/HKMovies

Primary LanguageJupyter Notebook

Crawling Subtitles from HK Movies

File Description

  • "crawling_subtitles.ipynb" contains the codes for crawling and processing movie subtitles.
  • "processed" folder contains all processed subtitles texts.
  • "all_filtered_subtitles" folder contains the original subtitle files which contain time stamps.
  • "output/id_name_dict.json" is the dictionary mapping the movie id to its movie name.
  • "original_movie_list" folder contains the original movie list downloaded from wikipedia (more details below)

Data Source

Subtitles are crawled from http://assrt.net/.

Note: APIs are provided for personal use. We need to contact admin@assrt.net for commercial use.

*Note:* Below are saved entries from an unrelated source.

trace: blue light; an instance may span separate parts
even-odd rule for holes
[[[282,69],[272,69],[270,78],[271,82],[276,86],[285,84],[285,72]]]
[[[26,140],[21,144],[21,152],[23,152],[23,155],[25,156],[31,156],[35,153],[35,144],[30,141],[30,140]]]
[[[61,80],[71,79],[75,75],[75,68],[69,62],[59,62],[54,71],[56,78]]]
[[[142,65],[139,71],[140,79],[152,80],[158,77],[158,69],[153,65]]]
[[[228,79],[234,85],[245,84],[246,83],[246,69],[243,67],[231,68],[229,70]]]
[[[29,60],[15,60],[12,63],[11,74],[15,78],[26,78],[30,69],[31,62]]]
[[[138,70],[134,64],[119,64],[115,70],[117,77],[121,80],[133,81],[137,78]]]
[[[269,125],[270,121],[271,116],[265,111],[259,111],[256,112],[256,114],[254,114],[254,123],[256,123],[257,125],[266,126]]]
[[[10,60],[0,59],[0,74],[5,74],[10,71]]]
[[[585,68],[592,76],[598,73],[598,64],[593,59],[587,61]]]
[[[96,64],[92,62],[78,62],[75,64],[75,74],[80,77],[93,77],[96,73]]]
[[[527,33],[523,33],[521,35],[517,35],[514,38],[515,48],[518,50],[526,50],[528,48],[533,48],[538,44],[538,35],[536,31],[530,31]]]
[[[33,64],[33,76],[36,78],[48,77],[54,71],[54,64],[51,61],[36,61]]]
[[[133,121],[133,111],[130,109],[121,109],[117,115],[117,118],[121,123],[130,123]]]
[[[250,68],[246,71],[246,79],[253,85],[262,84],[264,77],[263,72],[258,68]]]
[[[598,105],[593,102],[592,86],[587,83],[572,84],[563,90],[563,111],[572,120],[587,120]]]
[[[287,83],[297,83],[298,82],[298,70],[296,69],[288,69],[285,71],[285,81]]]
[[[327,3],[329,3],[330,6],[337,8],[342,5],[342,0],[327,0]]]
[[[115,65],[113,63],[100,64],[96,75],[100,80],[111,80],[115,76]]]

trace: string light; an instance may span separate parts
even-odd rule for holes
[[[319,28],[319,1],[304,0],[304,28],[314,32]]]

API details: http://assrt.net/api/doc#subs

  • It provides APIs for:
    • searching using keywords (API 1),
    • requesting details using movie id (API 2),
    • and searching similar movie subtitles using movie id (API 3).
      Note: only API 1 and API 2 are used in our implementation
  • The number of requests is limited to 20 per minute.

How to obtain subtitles for massive movies?

We consider two approaches.

  • One is to obtain a name list for HK Movies first. Then we use the name list to request the movie id using API 1 and use the returned movie id to request subtitle details (including download url). Finally we use the url to download the subtitle files. One limitation for this approach is that the selected name list may not be compact.
  • Another is to go through all movies using all possible movie ids (6 digits, i.e., 0-999999) and identify which ones are in traditional Chinese. One limitation for this approach is the computational waste [1000000/20 = 50000 min = 833 hours are required to complete all requests due to the API request limit].

We utilized the first approach in our implementation.

Details:

The name list for HK Movies (from Wikipedia):

  • a whole list regardless of years: List 1, the processed list is in original_movie_list/MovieList.xlsx
  • a list of HK Movies in decades: List 2, the processed list is in original_movie_list/MovieListYearly.xlsx
  • a list of HK Movies in various years: List 3 (not adopted)

The lists are in the "./original_movie_list" folder.

Statistics

List Num. of movies in the list Num. of movies crawled Num. of movies with trad zh subtitles Num. of Movies after processing Num. of tokens
List 1 388 130 126 91 1,184,467
List 2 1197 412 405 200 3,958,373
all 1399 463 444 291 5,142,840